Le elezioni parlamentari, necessarie per il superamento della crisi politica, non si sa ancora quando si terranno. Negli ultimi giorni il braccio di ferro tra il governo, rappresentato dal partito conservatore VMRO e dal suo leader Nikola Gruevski, e l’opposizione, il partito socialdemocratico SDSM guidato da Zoran Zaev e attualmente in piazza a manifestare, si era fatto sempre più forte. La data delle elezioni anticipate è il tema principale della disputa tra i due maggiori partiti macedoni. La necessità del rinvio delle elezioni risiede nel fatto che non vengono garantiti alcuni standard per la regolarità delle elezioni, come i registri elettorali esplicitamente falsificati e la libertà d’informazione che non viene garantita.

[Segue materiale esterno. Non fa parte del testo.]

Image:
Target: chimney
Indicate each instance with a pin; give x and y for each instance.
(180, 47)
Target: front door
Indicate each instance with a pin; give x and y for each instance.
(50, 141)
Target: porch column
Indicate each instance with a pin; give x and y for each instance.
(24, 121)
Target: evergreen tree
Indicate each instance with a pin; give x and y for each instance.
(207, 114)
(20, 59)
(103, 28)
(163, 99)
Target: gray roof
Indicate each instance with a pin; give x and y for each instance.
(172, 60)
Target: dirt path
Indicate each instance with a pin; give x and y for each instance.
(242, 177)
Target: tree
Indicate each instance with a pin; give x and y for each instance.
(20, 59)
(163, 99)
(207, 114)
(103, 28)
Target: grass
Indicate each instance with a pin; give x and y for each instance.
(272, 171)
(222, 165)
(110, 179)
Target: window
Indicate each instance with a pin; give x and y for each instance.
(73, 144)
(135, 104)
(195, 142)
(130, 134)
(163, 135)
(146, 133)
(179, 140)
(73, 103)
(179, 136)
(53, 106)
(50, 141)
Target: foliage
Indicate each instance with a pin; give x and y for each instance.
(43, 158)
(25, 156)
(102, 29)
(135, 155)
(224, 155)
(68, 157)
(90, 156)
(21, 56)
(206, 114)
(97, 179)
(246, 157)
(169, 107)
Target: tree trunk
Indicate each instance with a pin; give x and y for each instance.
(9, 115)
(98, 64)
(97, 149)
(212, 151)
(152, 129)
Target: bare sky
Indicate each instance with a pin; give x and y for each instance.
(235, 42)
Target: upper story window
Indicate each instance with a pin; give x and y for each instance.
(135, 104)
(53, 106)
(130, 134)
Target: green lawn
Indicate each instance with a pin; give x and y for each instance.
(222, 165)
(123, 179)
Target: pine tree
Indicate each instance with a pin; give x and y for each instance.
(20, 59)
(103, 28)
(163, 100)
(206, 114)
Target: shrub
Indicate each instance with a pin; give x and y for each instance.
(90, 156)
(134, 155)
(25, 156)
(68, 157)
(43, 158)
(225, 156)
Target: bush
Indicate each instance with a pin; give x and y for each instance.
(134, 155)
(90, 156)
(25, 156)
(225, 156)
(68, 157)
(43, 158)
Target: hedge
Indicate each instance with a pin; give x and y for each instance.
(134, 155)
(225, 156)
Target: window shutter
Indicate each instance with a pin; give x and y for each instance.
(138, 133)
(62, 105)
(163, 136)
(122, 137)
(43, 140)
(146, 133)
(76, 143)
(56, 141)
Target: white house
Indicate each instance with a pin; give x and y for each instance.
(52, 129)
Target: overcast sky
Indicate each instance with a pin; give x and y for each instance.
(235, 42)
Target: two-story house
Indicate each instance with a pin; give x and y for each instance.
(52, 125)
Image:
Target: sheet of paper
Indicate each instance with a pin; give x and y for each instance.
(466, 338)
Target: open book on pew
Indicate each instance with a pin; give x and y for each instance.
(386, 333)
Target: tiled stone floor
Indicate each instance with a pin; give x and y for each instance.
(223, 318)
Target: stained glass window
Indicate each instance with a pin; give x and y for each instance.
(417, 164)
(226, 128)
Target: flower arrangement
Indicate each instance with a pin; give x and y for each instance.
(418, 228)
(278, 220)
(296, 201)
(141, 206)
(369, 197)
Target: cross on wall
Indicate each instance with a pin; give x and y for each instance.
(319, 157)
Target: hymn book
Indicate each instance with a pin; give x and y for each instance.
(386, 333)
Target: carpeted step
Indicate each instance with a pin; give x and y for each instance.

Il parlamento, pertanto, ha votato favorevolmente alla proposta di rinviare l’elezione del 5 giugno, e precedentemente prevista per il 24 aprile: 96 parlamentari di 123 hanno infatti ritenuto necessario che la consultazione elettorale venisse ulteriormente posticipata.
Un paese spaccato in due
La crisi politica ha creato una frattura in seno alla Macedonia che deve essere ancora rimarginata. Mentre la VMRO continua la sua campagna elettorale in vista delle elezioni, la SDSM è scesa in piazza insieme a numerose associazioni, partiti e singoli cittadini stanchi della situazione politica del loro paese.
Nessuno dei due partiti è intenzionato a fare alcun passo indietro ma, nonostante si avverta la necessità di una riconciliazione per non aggravare ulteriormente la situazione, le prospettive non sembrano delle più rosee. La VMRO ha infatti continuato a condurre la sua campagna elettorale senza pensare a un eventuale nuovo rinvio delle elezioni anticipate, giacché queste erano previste per il 24 aprile secondo quanto statuito dall’accordo di Pržino. Ma lo scioglimento del parlamento, un passo obbligatorio per tenere nuove consultazioni elettorali, è stato dichiarato illegittimo dalla corte costituzionale.
Nel frattempo, per le strade continua a imperversare la “rivoluzione colorata”, così chiamata dagli attivisti dopo che sostenitori governativi tacciavano i manifestanti di “essere al soldo di Soros“. Le proteste sono tuttavia scaturite dopo la decisione del presidente Ivanov di concedere la grazia ai politici e ai loro collaboratori indagati per brogli elettorali da una procura speciale istituita per far luce sulle trascrizioni delle intercettazioni pubblicate da Zaev e che avevano compromesso la VMRO.
Elezioni legittime?
Le elezioni non sarebbero state comunque legittime. Anche senza la decisione della corte costituzionale, l’Unione Europea non avrebbe mai riconosciuto i risultati usciti da elezioni dove vi era solo un partito a partecipare. Nonostante Gruevski avesse obbiettato che alle elezioni avrebbe partecipato una “coalizione formata da 20 partiti”, questo non è un esempio di pluralismo, compromettendo inevitabilmente lo stato di diritto del paese. La possibilità che il paese venga isolato o addirittura posto sotto sanzioni – rivolte esclusivamente contro i leader politici – non è da escludere e qualora non vi siano degli sviluppi positivi per la risoluzione della crisi l’UE potrebbe decidere di usare le maniere forti.
Cosa fa l’Europa?
L’Europa sta avendo certamente un ruolo di primo piano, giacché la Macedonia ha ottenuto lo status di paese candidato all’adesione nel 2005. I risultati ottenuti non sembrano però andare nella direzione sperata, nonostante l’impegno di figure come il commissario europeo all’allargamento Johannes Hahn, l’ambasciatore europeo in Macedonia Aivo Orav e il mediatore europeo Peter Vanhoutte.